Added by Stats. 2022, Ch. 47, Sec. 37. (SB 184) Effective June 30, 2022.

(a)In the event of a dispute about the status of an eligible physician, the retention payment amount, or the physician entity’s failure to make a retention payment, the physician may write to the physician entity and request a review of the physician’s eligibility status, retention payment amount, or the physician entity’s failure to make a retention payment. The physician entity shall have 30 days to review the physician’s request, disclose to the physician the amount received from the department subject to the methodology described in subdivision (d) of Section 1492, and cure any alleged deficiency without penalty.
(b)If the physician entity does not conclude the retention payment review described in subdivision (a) within 30 days of receipt

of the review request, or the physician entity does not cure the alleged deficiency within 30 days of receipt of the review request, the employee may file a complaint with the department. If the department finds that the physician entity failed to make a required retention payment, the physician entity shall be ordered to make full payment of the unpaid amount, plus interest at the rate of interest specified in subdivision (b) of Section 3289 of the Civil Code, which shall accrue from the date that the retention payment funds were transmitted to the physician entity by the department as provided in Section 1492. A physician employer that willfully fails to make a full retention payment after receiving a request for review described in subdivision (a) shall be liable to the employee for liquidated damages in an amount equal to the unpaid amount.

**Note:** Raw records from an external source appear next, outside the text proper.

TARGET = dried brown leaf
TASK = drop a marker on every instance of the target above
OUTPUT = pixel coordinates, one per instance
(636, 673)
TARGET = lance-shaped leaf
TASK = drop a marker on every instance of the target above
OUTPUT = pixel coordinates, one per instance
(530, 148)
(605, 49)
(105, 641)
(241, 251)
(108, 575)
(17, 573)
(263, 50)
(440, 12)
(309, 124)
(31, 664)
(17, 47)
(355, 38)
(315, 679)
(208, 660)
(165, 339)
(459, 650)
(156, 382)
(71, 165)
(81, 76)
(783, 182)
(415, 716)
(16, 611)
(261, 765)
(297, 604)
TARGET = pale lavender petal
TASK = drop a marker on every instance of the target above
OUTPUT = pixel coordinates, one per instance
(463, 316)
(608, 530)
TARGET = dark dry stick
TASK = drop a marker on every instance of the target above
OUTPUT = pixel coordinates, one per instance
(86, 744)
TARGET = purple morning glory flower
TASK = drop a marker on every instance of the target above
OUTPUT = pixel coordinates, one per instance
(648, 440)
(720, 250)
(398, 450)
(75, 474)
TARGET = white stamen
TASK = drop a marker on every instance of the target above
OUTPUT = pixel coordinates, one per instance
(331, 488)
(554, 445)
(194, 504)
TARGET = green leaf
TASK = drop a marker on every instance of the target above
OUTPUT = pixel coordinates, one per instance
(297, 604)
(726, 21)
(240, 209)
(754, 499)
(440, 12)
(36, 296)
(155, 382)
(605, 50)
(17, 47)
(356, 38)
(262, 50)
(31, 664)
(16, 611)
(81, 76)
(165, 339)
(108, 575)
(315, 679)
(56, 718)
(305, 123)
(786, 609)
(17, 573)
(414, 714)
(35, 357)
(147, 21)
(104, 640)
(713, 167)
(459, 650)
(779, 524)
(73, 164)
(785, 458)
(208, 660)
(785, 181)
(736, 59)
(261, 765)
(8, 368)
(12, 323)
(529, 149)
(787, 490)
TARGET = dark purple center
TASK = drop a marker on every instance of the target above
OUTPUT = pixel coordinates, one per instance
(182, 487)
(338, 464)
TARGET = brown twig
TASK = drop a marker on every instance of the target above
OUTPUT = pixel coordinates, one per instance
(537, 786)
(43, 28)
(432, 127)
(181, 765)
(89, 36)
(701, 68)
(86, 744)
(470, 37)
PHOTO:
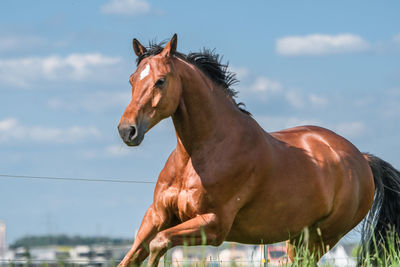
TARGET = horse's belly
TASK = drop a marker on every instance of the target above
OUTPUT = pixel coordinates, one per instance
(286, 216)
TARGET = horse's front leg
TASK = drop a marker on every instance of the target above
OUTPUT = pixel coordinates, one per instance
(205, 229)
(140, 248)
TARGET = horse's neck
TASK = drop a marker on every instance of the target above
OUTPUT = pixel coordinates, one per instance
(203, 111)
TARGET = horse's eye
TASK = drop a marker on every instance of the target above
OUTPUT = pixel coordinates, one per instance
(160, 82)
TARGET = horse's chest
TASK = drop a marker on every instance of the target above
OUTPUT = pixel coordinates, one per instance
(183, 203)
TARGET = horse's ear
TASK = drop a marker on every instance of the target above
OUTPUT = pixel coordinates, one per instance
(170, 48)
(138, 47)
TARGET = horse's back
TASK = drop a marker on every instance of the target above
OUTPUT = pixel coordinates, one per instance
(344, 171)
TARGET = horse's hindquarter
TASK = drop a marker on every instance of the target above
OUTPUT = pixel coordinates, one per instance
(314, 178)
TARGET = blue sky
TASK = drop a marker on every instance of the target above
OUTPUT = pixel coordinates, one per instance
(64, 69)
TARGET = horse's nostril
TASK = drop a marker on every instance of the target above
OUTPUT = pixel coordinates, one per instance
(132, 134)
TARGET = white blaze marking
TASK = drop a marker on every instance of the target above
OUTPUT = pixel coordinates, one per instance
(145, 72)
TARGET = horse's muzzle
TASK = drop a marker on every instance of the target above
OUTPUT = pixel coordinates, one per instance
(132, 135)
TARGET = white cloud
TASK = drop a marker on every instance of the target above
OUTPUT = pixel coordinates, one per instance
(12, 130)
(295, 99)
(11, 43)
(95, 102)
(241, 72)
(350, 129)
(263, 84)
(126, 7)
(22, 72)
(320, 44)
(318, 100)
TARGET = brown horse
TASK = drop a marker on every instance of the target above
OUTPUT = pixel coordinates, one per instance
(230, 180)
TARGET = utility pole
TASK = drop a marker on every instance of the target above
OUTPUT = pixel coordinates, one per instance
(2, 239)
(265, 255)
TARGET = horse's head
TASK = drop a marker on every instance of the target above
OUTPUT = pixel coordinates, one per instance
(156, 90)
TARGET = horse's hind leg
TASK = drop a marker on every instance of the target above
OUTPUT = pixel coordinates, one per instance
(205, 229)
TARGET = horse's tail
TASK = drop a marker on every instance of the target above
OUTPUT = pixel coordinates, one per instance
(381, 227)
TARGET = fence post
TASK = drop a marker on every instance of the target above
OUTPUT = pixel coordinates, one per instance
(265, 250)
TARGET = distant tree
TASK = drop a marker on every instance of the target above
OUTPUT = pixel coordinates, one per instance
(64, 240)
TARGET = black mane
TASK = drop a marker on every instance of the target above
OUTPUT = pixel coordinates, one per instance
(207, 61)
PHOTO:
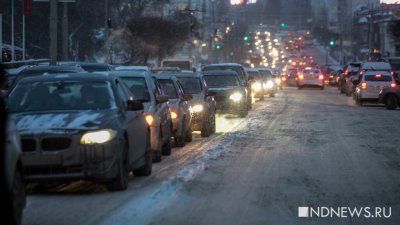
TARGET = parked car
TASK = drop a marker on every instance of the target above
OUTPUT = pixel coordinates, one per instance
(241, 73)
(12, 172)
(75, 126)
(371, 84)
(311, 77)
(90, 67)
(203, 102)
(180, 108)
(147, 90)
(257, 83)
(270, 83)
(230, 94)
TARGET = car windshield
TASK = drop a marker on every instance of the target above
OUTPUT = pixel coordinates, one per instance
(169, 88)
(378, 77)
(220, 81)
(138, 87)
(57, 95)
(191, 85)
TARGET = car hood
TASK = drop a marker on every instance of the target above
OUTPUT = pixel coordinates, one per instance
(226, 90)
(60, 122)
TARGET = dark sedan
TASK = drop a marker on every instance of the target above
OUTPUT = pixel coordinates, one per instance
(80, 127)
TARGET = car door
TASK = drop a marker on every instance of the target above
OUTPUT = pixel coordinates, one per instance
(134, 122)
(162, 109)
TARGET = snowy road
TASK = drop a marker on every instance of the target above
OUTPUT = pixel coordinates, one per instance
(302, 148)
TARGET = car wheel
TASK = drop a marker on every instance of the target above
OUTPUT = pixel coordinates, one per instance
(18, 198)
(391, 102)
(206, 129)
(189, 135)
(121, 181)
(147, 168)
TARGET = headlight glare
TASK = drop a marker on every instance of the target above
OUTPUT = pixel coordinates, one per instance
(236, 97)
(98, 137)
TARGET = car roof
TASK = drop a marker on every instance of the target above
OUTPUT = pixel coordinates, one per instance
(71, 76)
(219, 72)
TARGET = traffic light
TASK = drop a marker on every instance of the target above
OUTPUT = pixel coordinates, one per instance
(331, 43)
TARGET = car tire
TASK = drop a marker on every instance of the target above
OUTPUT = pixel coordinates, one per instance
(18, 198)
(147, 168)
(120, 183)
(189, 134)
(391, 102)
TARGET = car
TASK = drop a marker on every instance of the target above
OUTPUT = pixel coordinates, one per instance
(370, 85)
(75, 126)
(270, 81)
(44, 70)
(132, 68)
(90, 67)
(257, 83)
(241, 73)
(203, 102)
(149, 92)
(311, 77)
(349, 70)
(230, 92)
(179, 106)
(12, 172)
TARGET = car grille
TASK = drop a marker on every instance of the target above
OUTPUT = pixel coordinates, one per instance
(56, 143)
(28, 145)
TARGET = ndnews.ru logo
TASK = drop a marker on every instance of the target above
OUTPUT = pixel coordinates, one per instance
(345, 212)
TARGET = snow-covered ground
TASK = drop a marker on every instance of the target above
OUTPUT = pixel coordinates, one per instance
(303, 148)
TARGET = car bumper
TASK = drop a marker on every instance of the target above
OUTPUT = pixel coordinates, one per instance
(90, 162)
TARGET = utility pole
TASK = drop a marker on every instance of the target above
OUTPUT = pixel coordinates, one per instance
(53, 32)
(65, 32)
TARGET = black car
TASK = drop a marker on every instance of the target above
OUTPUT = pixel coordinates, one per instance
(230, 94)
(203, 102)
(242, 75)
(75, 126)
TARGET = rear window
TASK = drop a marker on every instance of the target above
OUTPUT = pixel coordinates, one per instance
(383, 78)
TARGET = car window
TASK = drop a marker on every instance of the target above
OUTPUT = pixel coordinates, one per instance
(219, 81)
(71, 95)
(138, 87)
(169, 88)
(378, 77)
(191, 85)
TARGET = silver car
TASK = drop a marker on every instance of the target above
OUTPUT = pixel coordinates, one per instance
(371, 84)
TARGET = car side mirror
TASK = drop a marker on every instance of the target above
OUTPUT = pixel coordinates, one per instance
(187, 97)
(211, 93)
(134, 105)
(162, 99)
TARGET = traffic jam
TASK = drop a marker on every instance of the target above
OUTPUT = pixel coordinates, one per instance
(289, 134)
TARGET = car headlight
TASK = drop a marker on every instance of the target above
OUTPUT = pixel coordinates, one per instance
(98, 137)
(236, 97)
(197, 108)
(256, 86)
(270, 84)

(c)Notwithstanding any other law, the department shall not be required to indemnify a physician

entity for any liability it incurs pursuant to subdivision (b).

Added by Stats. 2022, Ch. 47, Sec. 37. (SB 184) Effective June 30, 2022.

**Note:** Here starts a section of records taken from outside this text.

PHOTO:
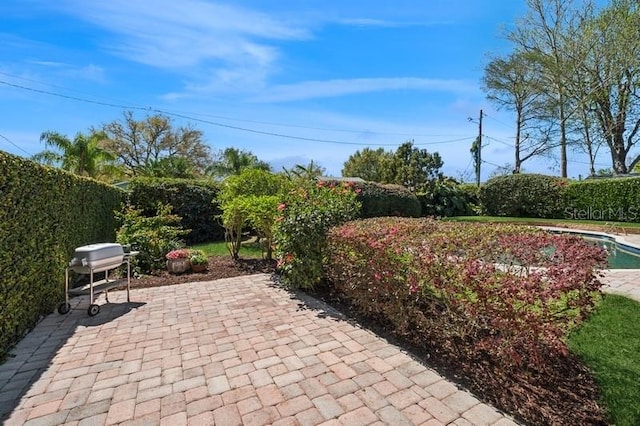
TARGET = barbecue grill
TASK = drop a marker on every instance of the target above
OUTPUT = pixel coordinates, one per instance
(91, 259)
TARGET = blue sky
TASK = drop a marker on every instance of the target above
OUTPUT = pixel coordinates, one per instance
(331, 76)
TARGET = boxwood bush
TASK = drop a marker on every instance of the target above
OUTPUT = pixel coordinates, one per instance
(524, 195)
(492, 302)
(606, 199)
(190, 199)
(386, 200)
(46, 213)
(306, 214)
(445, 198)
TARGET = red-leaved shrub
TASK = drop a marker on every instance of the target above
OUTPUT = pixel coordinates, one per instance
(501, 295)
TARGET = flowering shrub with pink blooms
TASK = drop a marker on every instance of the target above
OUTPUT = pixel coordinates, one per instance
(306, 213)
(177, 254)
(492, 295)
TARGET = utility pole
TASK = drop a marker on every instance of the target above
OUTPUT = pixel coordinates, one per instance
(479, 150)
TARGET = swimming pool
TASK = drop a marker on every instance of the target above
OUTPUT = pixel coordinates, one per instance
(620, 255)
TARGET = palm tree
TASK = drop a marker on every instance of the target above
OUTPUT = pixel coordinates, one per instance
(310, 171)
(83, 156)
(232, 161)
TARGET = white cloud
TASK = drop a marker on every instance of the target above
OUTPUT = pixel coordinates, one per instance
(381, 23)
(171, 34)
(341, 87)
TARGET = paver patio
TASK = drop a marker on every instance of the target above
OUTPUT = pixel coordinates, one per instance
(226, 352)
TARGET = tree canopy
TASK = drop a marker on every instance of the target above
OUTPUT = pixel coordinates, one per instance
(410, 166)
(83, 155)
(141, 145)
(574, 77)
(233, 161)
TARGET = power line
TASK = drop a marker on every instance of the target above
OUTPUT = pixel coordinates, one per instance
(14, 144)
(214, 123)
(270, 123)
(499, 141)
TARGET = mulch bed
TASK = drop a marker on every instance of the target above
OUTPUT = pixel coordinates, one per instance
(535, 401)
(218, 267)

(a)In serving as a conduit for the retention payments under this part, covered entities, covered services employers, and physician entities are carrying out a state program. This part does not create a private right of action in any civil litigation against covered entities, covered services employers, and physician entities regarding the administration of the retention payment program and in the receipt and transmittal of retention payment program funds.
(b)Notwithstanding any other law, retention payments described in this part are not wages as defined in Section 200.
(c)Except as provided in Sections 1493 and 1494, and notwithstanding any other law, covered entities, covered

services employers, physician entities, and the department shall not be liable for damages awarded under Section 3294 of the Civil Code, Sections 2698 to 2699.5, or other damages imposed primarily for the sake of example and by way of punishing the defendant, in any civil litigation related to the retention payments described in this part.